このセクションの概要: 私が開発しているAI投資ツールKabuScanで、LLMを使用した長時間の処理を実装したかった。通常Next.jsのサーバーでの処理では、実現できなく、AWS Batchを利用することを検討した

KabuScanについて

  • KabuScanって?: KabuScanは私が開発するAI投資分析サービスのことです。

  • どんな機能があるのか: KabuScanの主な機能は以下のとおりです。

    • AIスクリーニング: AIが自動で日系企業の全銘柄の分析を行なってくれます
    • AIファンダメンタルズ分析: AIが企業ごとに財務安定性や成長性を分析してくれます
    • チャート分析: 基本的なチャートの分析手法がまるっと使えます

今回追加したかった機能について

  • 決算短信から数値を抽出する処理: 決算短信から、売上高、営業利益、経常利益といった企業の経営成績に関連する数値を抽出する機能を実装したかった
  • 課題となった点: pdfのような非構造データは、LLMを利用した実装が最適であると判断し、OpenAIのAPIを利用して実装を行なった。しかし、後述するNext.jsのセッションの問題で、そのままapiとしてサーバーを立ち上げるだけでは不十分であった。

簡単な初期実装の紹介

  • コードのスケッチ
  • 説明
    上記コードのように、next.jsのfetchを利用して、apiを呼び出し、同一サーバー内で、route.ts以下でLLMを呼び出す処理を実装していました。

Next.jsでのセッションの問題

  • 1.セッション切れ: Next.jsではブラウザとサーバー間のセッションが切れてしまうと、動いているプロセスも終了してしまうっぽいです。そのため、たとえばPCがスリープモードになるなどするだけで、長めの処理は中断してしまいます。
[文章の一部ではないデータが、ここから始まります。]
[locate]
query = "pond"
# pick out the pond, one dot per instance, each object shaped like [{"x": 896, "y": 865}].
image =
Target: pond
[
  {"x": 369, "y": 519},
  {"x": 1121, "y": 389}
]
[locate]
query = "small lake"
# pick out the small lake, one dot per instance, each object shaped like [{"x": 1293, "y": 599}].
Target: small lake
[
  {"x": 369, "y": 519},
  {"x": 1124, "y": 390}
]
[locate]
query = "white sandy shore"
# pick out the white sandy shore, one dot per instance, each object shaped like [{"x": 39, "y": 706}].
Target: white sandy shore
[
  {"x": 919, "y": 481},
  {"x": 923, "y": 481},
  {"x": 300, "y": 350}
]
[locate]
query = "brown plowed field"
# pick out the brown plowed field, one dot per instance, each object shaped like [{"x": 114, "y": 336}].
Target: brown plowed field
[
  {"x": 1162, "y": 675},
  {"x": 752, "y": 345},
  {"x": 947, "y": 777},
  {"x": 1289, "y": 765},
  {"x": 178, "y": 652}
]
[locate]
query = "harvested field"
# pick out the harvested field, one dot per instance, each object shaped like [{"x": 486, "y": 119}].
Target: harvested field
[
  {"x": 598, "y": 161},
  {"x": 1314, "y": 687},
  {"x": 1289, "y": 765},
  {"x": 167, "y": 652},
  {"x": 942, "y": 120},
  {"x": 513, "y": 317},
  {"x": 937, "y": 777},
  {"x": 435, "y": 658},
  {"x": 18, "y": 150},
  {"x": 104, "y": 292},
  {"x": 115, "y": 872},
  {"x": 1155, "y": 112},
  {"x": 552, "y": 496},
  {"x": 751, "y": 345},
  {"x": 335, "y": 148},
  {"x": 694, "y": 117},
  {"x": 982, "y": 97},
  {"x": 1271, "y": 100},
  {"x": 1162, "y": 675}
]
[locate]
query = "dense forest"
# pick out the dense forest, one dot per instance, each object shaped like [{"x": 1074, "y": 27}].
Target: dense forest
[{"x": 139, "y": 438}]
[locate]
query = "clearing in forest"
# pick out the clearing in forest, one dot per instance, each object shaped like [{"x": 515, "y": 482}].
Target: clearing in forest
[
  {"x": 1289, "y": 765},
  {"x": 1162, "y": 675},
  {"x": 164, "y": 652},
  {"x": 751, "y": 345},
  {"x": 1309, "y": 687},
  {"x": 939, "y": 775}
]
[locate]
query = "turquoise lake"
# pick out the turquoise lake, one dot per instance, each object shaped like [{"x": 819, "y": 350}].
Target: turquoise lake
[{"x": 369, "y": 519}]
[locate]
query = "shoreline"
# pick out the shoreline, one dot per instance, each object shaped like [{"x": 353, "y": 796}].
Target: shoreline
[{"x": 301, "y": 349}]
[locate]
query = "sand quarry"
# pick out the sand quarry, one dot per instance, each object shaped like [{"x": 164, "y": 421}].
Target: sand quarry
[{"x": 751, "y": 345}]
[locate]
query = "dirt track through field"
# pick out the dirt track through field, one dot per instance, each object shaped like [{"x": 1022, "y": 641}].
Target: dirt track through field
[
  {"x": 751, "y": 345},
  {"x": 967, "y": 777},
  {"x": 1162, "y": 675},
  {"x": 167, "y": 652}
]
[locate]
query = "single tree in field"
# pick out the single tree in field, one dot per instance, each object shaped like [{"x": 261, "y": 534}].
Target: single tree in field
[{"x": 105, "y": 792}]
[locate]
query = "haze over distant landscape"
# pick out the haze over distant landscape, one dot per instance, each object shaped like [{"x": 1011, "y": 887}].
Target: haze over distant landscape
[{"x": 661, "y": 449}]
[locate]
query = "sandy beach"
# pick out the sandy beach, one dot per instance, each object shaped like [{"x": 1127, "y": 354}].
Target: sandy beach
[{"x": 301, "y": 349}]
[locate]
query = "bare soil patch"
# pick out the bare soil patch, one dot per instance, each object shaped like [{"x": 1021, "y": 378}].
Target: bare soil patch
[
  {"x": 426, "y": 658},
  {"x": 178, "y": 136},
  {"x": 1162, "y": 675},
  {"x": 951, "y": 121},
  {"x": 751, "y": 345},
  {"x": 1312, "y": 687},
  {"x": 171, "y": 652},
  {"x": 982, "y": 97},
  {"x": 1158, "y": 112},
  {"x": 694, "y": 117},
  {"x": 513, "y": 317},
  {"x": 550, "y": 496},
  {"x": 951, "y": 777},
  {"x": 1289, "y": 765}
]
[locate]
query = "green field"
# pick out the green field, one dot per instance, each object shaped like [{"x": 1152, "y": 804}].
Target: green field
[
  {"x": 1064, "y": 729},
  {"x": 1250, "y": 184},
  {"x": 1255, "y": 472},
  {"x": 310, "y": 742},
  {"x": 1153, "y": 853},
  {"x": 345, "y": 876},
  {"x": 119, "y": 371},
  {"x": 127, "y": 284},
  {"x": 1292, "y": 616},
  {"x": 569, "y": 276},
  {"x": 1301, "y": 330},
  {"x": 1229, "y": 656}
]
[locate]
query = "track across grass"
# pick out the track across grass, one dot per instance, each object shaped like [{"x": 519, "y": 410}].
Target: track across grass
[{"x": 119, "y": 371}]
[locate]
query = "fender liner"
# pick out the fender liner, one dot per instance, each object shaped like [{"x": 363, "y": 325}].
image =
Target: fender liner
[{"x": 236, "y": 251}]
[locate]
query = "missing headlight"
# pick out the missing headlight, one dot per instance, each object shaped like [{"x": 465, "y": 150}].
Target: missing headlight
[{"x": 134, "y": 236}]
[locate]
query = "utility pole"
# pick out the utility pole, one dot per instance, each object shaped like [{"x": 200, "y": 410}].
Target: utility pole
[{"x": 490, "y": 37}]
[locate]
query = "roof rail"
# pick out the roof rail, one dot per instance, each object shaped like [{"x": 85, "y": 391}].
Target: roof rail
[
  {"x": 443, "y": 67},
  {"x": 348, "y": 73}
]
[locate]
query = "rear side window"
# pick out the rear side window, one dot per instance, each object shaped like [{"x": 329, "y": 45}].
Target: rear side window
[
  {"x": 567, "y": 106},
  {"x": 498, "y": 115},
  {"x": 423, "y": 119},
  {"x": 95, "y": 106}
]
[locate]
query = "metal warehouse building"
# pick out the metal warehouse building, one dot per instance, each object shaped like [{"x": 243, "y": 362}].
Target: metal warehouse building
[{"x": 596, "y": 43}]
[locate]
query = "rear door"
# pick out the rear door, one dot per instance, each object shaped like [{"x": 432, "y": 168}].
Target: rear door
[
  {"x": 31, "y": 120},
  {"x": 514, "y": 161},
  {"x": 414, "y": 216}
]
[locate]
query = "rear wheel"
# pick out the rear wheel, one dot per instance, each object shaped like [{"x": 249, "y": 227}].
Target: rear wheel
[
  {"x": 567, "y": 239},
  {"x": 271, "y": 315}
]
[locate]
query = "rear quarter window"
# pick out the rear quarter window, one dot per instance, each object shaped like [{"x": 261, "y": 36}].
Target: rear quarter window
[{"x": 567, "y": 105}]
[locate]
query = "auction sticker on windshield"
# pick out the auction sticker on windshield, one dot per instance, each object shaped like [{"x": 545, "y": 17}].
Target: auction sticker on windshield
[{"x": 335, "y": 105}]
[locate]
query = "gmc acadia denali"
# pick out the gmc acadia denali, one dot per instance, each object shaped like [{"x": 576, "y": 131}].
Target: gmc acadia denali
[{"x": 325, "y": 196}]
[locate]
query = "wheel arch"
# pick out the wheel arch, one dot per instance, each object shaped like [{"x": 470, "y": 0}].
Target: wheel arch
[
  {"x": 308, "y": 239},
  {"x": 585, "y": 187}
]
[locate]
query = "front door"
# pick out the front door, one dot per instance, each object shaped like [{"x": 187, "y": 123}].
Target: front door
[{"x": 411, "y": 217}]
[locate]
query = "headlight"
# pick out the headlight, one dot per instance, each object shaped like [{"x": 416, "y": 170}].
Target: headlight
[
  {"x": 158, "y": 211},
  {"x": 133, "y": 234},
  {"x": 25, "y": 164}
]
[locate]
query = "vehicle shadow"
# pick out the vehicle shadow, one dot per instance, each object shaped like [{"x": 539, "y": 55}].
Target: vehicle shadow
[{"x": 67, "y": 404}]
今回のLLMを使った実装はまさに長めの処理時間を必要とするため、ナイーブな実装では上記の問題がクリティカルでした。
  • 2.Amplifyのtimeout: また、Amplifyでデプロイをする場合、AWS Lambdaの最大timeoutが15分であることから、そもそも15分を超える処理もできない状況でした。
  • 3.Load Balancer: さらにさらに、ALBなどを配置すると5分以上セッションを保てないなどもあるらしく、インフラ周りの制約も今回の実装とは不向きでした。

ChatGPTに聞いてみた

  • ChatGPT: 今更解説は不要ですね!みんな大好きChatGPTです!今回は推論モデルの中でも最強格のChatGpt o3を使いました。
  • o3の回答
ChatGPTとの会話。Next.jsでのセッション問題と解決策を質問。
ChatGPTに質問した時の画面
ChatGPTの回答部分。最後のまとめの画像
ChatGPTからの回答
  • AWS Batch: とりあえずAWS Batchを使ったらバッチ処理ができそう。バッチ処理ならjobとしてサービスから切り離せるからセッション問題も確かに解決できそう!しかも安くできるらしい!と思っていました。。。
  • o3にAWS Batchの安価な実行について聞いてみた:
ChatGPTにAWS BatchのFargateで料金がどの程度かかるか聞いてみた画像
ChatGPT曰く、利用時の課金のみがAWS BatchのFargateだとなされる
  • AWS BatchのFagateは実行時課金らしい: ChatGPT曰くBatch処理で使うだけのvcpuやメモリが課金対象とのこと。つまり月一回の実行程度なら大した額にはならないっぽい!!
  • 表にするとこんな感じでしょうか
使用サービス長時間処理料金
Amplifyx[15分まで]⚪︎
EC2△[セッションが切れたら終了]⚪︎
Batch⚪︎⚪︎[gpt曰く]

早速実装してみた

  • バッチ処理の実装はこんな感じ
  • 実行もうまくいった!セッション問題も解決した!: 全てが完璧にうまくいっています。
  • KabuScan上ではこんな感じになった
KabuScan上で、決算短信の数値抽出を行なったページの画像
KabuScanでの画面

めちゃくちゃ良い感じ!!

1ヶ月後

  • 何気なくAWSのコンソールを見ていると
AWSの料金コンソール画面
なんか、めっちゃ課金されてないか。。。
  • 請求料金: なんと170ドル!日本円にして24,504円!もちろん、route53などの料金もありますので、一時的な額も含まれていますが、Batch導入前後で毎日3〜6ドル課金が上乗せされていますので、結構な額だなという印象です。
ChatGPTに騙されて170ドルAWSに課金した末路の画像
170ドル課金してました涙
  • 全然スポット料金ではなかった: 普通にアイドル時間も課金されてますよねこれ

終わりに

今回は、実際に私がChatGPTに言われたままに何も考えずに、AWS Batchを導入したら、全然安くなかったという話。ただサーバー上で長時間処理をするわけにもいかないので、泣く泣く導入を続けています。今回こういった経験を通して、やはり1時情報に目を通すのは大切であると、ひしひしと感じました。